Commonwealth Mobile Oral Health Services and Tufts University School of Dental Medicine who partner as "Oral Health Across the Commonwealth" have been identified as one of only 25 programs nationally as a promising initiative by a panel of experts by ICF International and The Robert Wood Johnson Foundation (RWJF). ICF International and RWJF are collaborating on a project called Systematic Screening and Assessment of Workforce Innovations in the Provision of Preventive Oral Health Services to identify strong workforce innovations that increase access to, and availability of, preventive oral health services. The Tufts and CMOHS partnership was 1 of only 25 programs in the country that were selected to participate in an "evaluability assessment" that helps assess effectiveness, and program sustainability.
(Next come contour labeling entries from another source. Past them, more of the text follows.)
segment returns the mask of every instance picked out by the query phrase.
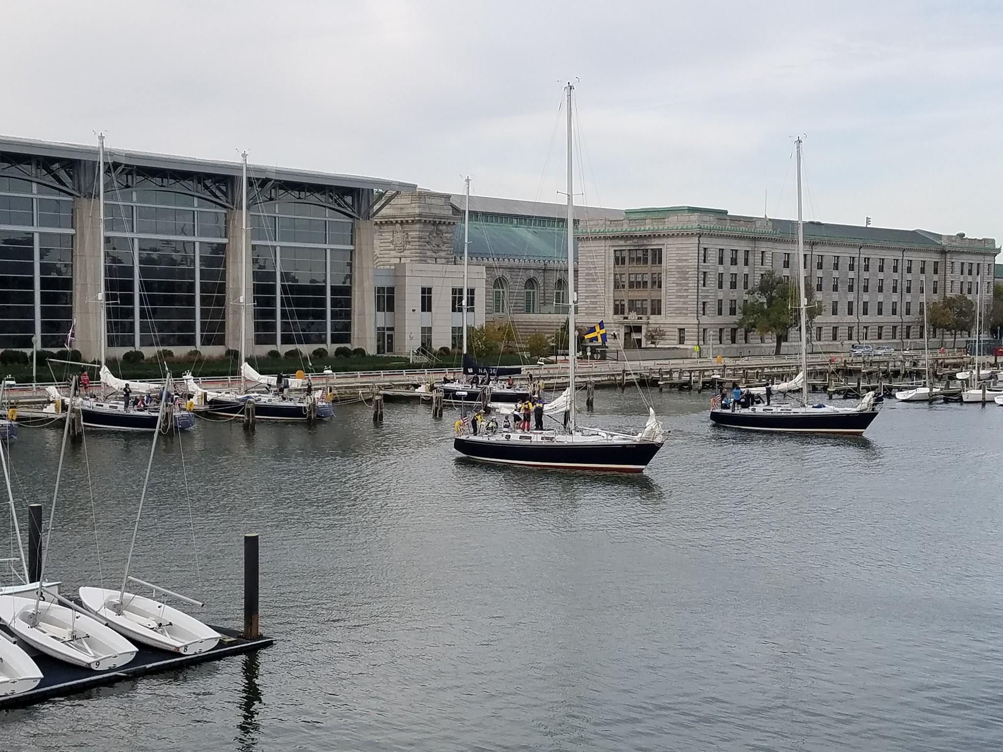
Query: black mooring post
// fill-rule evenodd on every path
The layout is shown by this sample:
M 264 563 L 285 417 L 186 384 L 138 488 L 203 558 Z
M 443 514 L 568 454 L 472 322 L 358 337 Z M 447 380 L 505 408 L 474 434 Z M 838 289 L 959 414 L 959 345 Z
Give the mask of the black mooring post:
M 42 505 L 28 504 L 28 582 L 37 583 L 42 569 Z
M 244 535 L 244 635 L 254 640 L 258 633 L 258 533 Z

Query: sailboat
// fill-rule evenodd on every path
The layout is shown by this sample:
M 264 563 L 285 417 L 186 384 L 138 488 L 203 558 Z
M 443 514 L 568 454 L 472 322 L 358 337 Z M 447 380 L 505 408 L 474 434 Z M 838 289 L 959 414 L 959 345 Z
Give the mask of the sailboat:
M 856 407 L 808 403 L 807 364 L 807 298 L 804 295 L 804 221 L 801 211 L 801 139 L 794 140 L 797 152 L 797 317 L 800 327 L 801 372 L 800 401 L 790 404 L 754 405 L 734 410 L 718 404 L 710 411 L 717 425 L 750 431 L 783 433 L 846 433 L 862 434 L 878 417 L 875 393 L 868 392 Z M 764 390 L 765 391 L 765 390 Z
M 572 346 L 568 358 L 568 428 L 566 431 L 500 431 L 457 435 L 453 448 L 471 459 L 531 467 L 572 470 L 643 472 L 662 444 L 665 432 L 649 407 L 648 421 L 637 435 L 615 433 L 577 425 L 575 415 L 575 192 L 572 140 L 572 92 L 565 87 L 568 105 L 568 332 Z
M 929 402 L 937 397 L 944 390 L 939 386 L 933 386 L 930 382 L 930 329 L 927 326 L 927 287 L 923 286 L 923 355 L 926 358 L 927 375 L 923 381 L 923 386 L 903 389 L 895 393 L 895 398 L 900 402 Z
M 248 263 L 248 152 L 241 153 L 243 168 L 241 176 L 243 180 L 243 221 L 241 227 L 241 279 L 247 280 Z M 240 297 L 241 307 L 241 389 L 235 391 L 213 391 L 203 389 L 199 386 L 192 373 L 186 373 L 185 386 L 195 398 L 195 403 L 205 412 L 214 415 L 240 415 L 244 412 L 247 403 L 254 400 L 255 417 L 262 420 L 324 420 L 334 414 L 331 403 L 323 399 L 323 391 L 310 388 L 307 379 L 286 379 L 286 384 L 279 384 L 275 376 L 262 376 L 250 363 L 246 363 L 244 348 L 247 341 L 247 300 L 243 291 Z M 275 394 L 261 394 L 258 392 L 247 392 L 246 382 L 259 384 L 268 388 L 275 387 Z M 289 398 L 283 396 L 283 386 L 290 389 L 307 389 L 307 394 L 303 398 Z
M 101 280 L 98 302 L 101 305 L 100 317 L 100 355 L 101 355 L 101 388 L 109 387 L 112 392 L 124 389 L 128 385 L 130 391 L 145 392 L 149 394 L 161 395 L 161 398 L 171 399 L 172 395 L 155 384 L 148 384 L 139 381 L 124 381 L 116 379 L 108 370 L 104 359 L 104 351 L 108 338 L 107 309 L 104 291 L 104 133 L 97 136 L 97 182 L 98 182 L 98 209 L 99 222 L 101 225 L 100 236 L 100 270 Z M 134 387 L 133 387 L 134 385 Z M 83 424 L 90 428 L 112 428 L 120 431 L 152 431 L 158 423 L 159 407 L 136 408 L 126 404 L 124 399 L 107 399 L 103 397 L 90 397 L 83 395 L 77 397 L 74 403 L 79 406 L 83 418 Z M 180 430 L 187 430 L 195 425 L 195 416 L 183 406 L 178 405 L 173 408 L 172 422 Z
M 71 388 L 71 399 L 73 392 Z M 74 666 L 107 671 L 131 661 L 136 654 L 135 646 L 101 622 L 80 613 L 74 604 L 43 585 L 71 417 L 71 411 L 67 410 L 39 580 L 30 590 L 5 589 L 0 595 L 0 622 L 19 639 L 46 655 Z
M 170 374 L 168 383 L 171 383 Z M 157 416 L 159 423 L 163 422 L 166 407 L 161 407 Z M 142 493 L 139 495 L 139 508 L 132 528 L 132 542 L 125 559 L 121 588 L 116 590 L 80 588 L 80 601 L 88 611 L 104 620 L 111 629 L 130 640 L 159 650 L 196 655 L 212 650 L 219 642 L 220 635 L 214 629 L 165 603 L 125 590 L 131 582 L 152 588 L 154 594 L 160 592 L 187 603 L 202 606 L 198 601 L 130 577 L 128 574 L 132 563 L 132 553 L 135 550 L 136 534 L 139 531 L 139 520 L 142 517 L 142 504 L 146 498 L 146 487 L 149 485 L 149 472 L 153 465 L 158 433 L 159 431 L 153 432 L 149 461 L 146 463 L 146 478 L 142 484 Z
M 7 469 L 7 456 L 4 452 L 3 441 L 0 441 L 0 464 L 3 465 L 3 479 L 7 485 L 7 501 L 10 505 L 11 522 L 17 538 L 17 547 L 21 554 L 24 580 L 27 582 L 28 566 L 24 560 L 24 545 L 21 542 L 21 529 L 17 524 L 17 509 L 14 506 L 14 492 L 10 486 L 10 472 Z M 37 687 L 40 681 L 42 681 L 42 672 L 31 656 L 6 634 L 0 633 L 0 697 L 28 692 Z

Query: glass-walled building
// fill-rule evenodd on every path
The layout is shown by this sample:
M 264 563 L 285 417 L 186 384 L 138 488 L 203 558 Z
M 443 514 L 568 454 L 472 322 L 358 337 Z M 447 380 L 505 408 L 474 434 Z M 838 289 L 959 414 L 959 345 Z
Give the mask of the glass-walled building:
M 351 197 L 252 185 L 255 344 L 350 344 Z
M 244 265 L 240 162 L 106 145 L 102 246 L 96 143 L 0 136 L 0 349 L 93 358 L 103 306 L 109 355 L 222 354 L 242 297 L 248 352 L 375 349 L 370 223 L 412 183 L 251 164 Z
M 0 348 L 63 347 L 73 319 L 73 173 L 0 153 Z
M 112 161 L 104 192 L 108 346 L 224 345 L 227 178 Z

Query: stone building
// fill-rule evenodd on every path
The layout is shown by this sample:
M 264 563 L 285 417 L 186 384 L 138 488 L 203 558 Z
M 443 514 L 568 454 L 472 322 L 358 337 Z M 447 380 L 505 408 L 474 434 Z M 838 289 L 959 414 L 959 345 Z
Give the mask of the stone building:
M 375 221 L 376 265 L 462 265 L 464 203 L 429 191 L 397 196 Z M 483 281 L 483 316 L 511 323 L 521 341 L 554 334 L 568 316 L 566 213 L 560 204 L 470 197 L 467 266 Z M 579 207 L 576 225 L 623 216 Z
M 750 291 L 769 270 L 796 274 L 796 223 L 698 207 L 627 210 L 578 231 L 580 318 L 605 319 L 624 347 L 724 354 L 772 352 L 738 328 Z M 923 337 L 923 305 L 979 285 L 991 297 L 991 238 L 924 230 L 804 224 L 805 277 L 821 312 L 814 350 L 857 343 L 907 347 Z M 656 336 L 652 336 L 656 335 Z M 786 347 L 796 347 L 796 330 Z

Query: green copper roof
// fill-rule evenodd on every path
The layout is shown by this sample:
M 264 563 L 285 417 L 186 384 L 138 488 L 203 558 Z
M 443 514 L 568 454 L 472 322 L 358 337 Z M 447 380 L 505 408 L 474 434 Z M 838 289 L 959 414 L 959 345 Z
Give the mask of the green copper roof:
M 727 213 L 726 209 L 707 209 L 706 207 L 646 207 L 624 210 L 624 215 L 631 220 L 654 220 L 669 215 L 726 215 Z

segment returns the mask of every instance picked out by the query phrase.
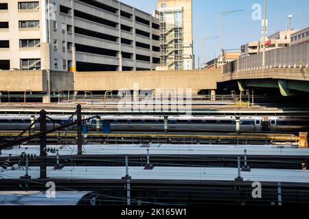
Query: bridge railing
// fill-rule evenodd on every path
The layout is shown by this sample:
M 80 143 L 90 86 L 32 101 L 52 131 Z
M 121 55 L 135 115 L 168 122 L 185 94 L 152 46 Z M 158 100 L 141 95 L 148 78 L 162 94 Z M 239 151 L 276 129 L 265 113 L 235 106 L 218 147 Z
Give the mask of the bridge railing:
M 309 68 L 309 44 L 273 49 L 266 52 L 265 68 Z M 223 74 L 262 69 L 262 53 L 229 62 L 223 66 Z

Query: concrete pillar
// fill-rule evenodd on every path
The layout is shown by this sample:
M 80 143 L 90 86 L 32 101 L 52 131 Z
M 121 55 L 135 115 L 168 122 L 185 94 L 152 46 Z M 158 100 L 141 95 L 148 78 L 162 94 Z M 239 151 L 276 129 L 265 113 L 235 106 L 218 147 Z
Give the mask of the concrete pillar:
M 119 54 L 119 71 L 122 71 L 122 55 L 121 51 Z
M 239 117 L 236 117 L 236 134 L 239 135 L 240 132 L 240 120 Z
M 31 124 L 32 124 L 33 123 L 34 123 L 34 116 L 31 116 L 31 118 L 30 118 L 30 123 L 31 123 Z M 31 132 L 34 133 L 35 129 L 36 129 L 36 125 L 34 124 L 34 125 L 31 127 Z
M 95 122 L 96 122 L 96 129 L 97 129 L 97 132 L 100 132 L 100 119 L 99 117 L 97 117 L 97 118 L 95 119 Z
M 168 132 L 168 116 L 164 116 L 164 133 Z
M 43 103 L 50 103 L 50 94 L 43 95 Z
M 210 91 L 210 99 L 211 101 L 216 101 L 216 90 L 211 90 Z

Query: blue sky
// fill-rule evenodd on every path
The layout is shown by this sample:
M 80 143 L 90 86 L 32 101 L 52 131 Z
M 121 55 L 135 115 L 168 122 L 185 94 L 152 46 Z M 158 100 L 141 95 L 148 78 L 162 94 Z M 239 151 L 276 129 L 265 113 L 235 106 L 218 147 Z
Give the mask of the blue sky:
M 157 0 L 120 0 L 146 12 L 157 8 Z M 268 0 L 268 35 L 286 28 L 288 14 L 293 14 L 292 27 L 309 27 L 309 1 Z M 262 37 L 262 21 L 252 19 L 252 5 L 258 3 L 263 10 L 264 0 L 193 0 L 194 49 L 197 62 L 203 56 L 203 38 L 220 35 L 220 12 L 244 10 L 225 17 L 224 48 L 236 49 L 249 41 Z M 220 54 L 220 38 L 205 42 L 206 60 Z

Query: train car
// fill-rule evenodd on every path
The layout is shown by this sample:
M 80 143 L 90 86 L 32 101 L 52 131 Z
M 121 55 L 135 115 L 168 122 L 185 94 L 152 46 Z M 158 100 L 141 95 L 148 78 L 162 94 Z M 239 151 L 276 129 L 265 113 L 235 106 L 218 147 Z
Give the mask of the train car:
M 53 120 L 47 120 L 48 129 L 58 127 L 58 123 L 63 125 L 76 120 L 76 116 L 69 119 L 69 116 L 49 116 Z M 37 119 L 38 116 L 35 116 Z M 84 116 L 84 118 L 89 118 Z M 100 118 L 100 129 L 104 120 L 111 123 L 111 131 L 162 131 L 164 129 L 163 116 L 103 116 Z M 299 132 L 308 131 L 308 118 L 297 117 L 241 117 L 240 131 L 242 132 Z M 28 127 L 33 120 L 30 115 L 0 116 L 0 130 L 23 130 Z M 96 130 L 96 120 L 89 119 L 84 122 L 88 130 Z M 39 130 L 40 125 L 35 125 Z M 179 116 L 168 117 L 168 129 L 170 131 L 179 132 L 234 132 L 236 119 L 233 116 Z M 76 126 L 69 128 L 76 130 Z

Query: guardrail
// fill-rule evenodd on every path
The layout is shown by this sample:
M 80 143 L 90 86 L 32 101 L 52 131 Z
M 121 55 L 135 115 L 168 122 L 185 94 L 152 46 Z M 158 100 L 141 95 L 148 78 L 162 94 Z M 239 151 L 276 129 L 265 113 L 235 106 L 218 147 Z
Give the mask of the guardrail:
M 265 67 L 262 68 L 262 53 L 255 54 L 227 63 L 223 75 L 274 68 L 309 68 L 309 44 L 291 46 L 266 52 Z

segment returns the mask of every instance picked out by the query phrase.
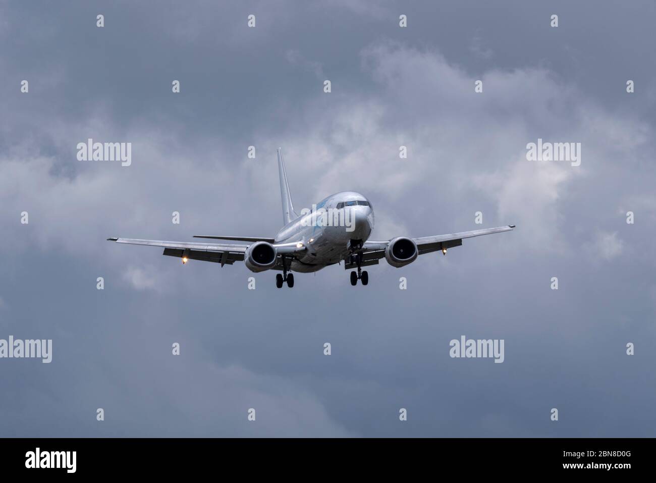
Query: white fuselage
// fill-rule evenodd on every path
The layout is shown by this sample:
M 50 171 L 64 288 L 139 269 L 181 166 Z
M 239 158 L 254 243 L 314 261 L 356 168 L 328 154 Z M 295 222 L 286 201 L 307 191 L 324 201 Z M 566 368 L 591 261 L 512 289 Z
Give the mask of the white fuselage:
M 302 243 L 307 250 L 297 255 L 291 269 L 316 272 L 346 258 L 352 243 L 367 241 L 373 225 L 369 200 L 359 193 L 345 191 L 319 201 L 316 209 L 304 210 L 278 232 L 276 243 Z

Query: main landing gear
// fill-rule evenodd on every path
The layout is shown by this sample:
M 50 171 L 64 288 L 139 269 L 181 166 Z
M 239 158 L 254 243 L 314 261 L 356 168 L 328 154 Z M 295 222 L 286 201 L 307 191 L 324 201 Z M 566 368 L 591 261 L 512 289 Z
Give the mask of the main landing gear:
M 351 272 L 351 285 L 357 285 L 358 281 L 360 280 L 362 282 L 362 285 L 367 285 L 369 284 L 369 274 L 367 270 L 364 272 L 362 271 L 362 254 L 356 253 L 356 255 L 351 255 L 351 259 L 358 264 L 358 272 L 355 270 Z
M 282 288 L 283 284 L 285 282 L 287 283 L 287 287 L 291 288 L 294 286 L 294 274 L 287 274 L 287 262 L 285 260 L 285 257 L 282 257 L 283 260 L 283 273 L 276 274 L 276 286 L 279 289 Z

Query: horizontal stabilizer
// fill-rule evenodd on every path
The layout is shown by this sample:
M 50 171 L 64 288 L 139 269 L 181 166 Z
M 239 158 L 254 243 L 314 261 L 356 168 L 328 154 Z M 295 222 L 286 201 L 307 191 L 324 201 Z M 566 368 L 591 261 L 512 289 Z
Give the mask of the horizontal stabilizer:
M 276 242 L 274 238 L 266 238 L 262 236 L 213 236 L 212 235 L 194 235 L 194 238 L 213 238 L 214 240 L 232 240 L 239 242 L 268 242 L 272 243 Z

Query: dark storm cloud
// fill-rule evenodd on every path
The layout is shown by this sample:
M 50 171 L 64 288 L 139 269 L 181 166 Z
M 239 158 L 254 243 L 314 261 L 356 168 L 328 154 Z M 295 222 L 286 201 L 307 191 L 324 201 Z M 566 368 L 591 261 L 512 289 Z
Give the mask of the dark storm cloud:
M 0 338 L 54 352 L 0 360 L 0 434 L 653 436 L 650 3 L 0 8 Z M 133 165 L 77 161 L 89 137 L 131 142 Z M 527 161 L 538 137 L 581 142 L 581 165 Z M 374 238 L 479 211 L 518 228 L 355 289 L 342 267 L 281 291 L 104 241 L 272 236 L 277 146 L 297 207 L 363 192 Z M 505 361 L 450 358 L 461 335 L 505 339 Z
Members of the ICF International and RWJF panel have conducted site visits and we are awaiting feedback from the program. The information gathered during these visits will identify strengths, and weaknesses that will help Tufts and CMOHS determine goals for future planning and growth. This assessment provides Tufts and CMOHS a unique opportunity to showcase the important work that is done around the Commonwealth, and the measures we have taken to improve the oral health status of thousands of children!
ATTLEBORO - Dr. Greg Bartek was raised in Attleboro and says he has fond memories of attending local public schools.
Now, as a dentist, he's helping to make sure local school kids still have plenty to smile about.
Bartek is one of several dentists who participates in the Commonwealth Mobile Oral Health Services, traveling to local schools to provide basic dental care to children who otherwise might not see a dentist regularly.
"Our service is open to everyone, but we're targeting children who, for whatever reason, don't have a dental home," he said.
Services from cleanings to fillings are conducted during the regular school day. Fees are paid by MassHealth or by private insurance coverage.
Started as a pilot program in Attleboro schools in 2008, the school dental service is now in its fifth year locally.
Bartek, who still lives in Attleboro but has a private practice in Middleboro, spends one day a week treating children at their schools. Most of his work is in Attleboro and Taunton.
The local dentist says that with all the challenges youngsters face in getting a good education, distractions posed by cavities or dental pain aren't something children need to be dealing with. He's glad to be making a difference.
"This seemed to me like the best way for me to make a positive contribution to a community that's been very good to me," he said.
Commonwealth Mobile Oral Health Services was founded in 1981 by Dr. Mark Doherty, who started visiting schools with only himself and an assistant in an attempt to bring dental care directly to students. The group now has about a dozen dentists, plus additional support personnel servicing 280 locations in a dozen communities, said Doherty's son Mark Doherty Jr.
The group's in-school services include dental exams and diagnosis, dental X-rays, cleanings and fluoride applications, restorative dentistry and other basic services.
When a student needs more complicated work, he or she can be referred to a private specialist, Bartek said.
Bartek said participation is high in the city's elementary and middle schools, but he's puzzled that relatively few high school students take part.
During teenage years, when confidence and self-esteem are of prime importance, Bartek said correcting dental issues and aesthetics can make a big difference in a young person's life.
School dental services are available beginning in September, Bartek said, and continue throughout the school year.
Questionnaires and permission slips are distributed by individual schools.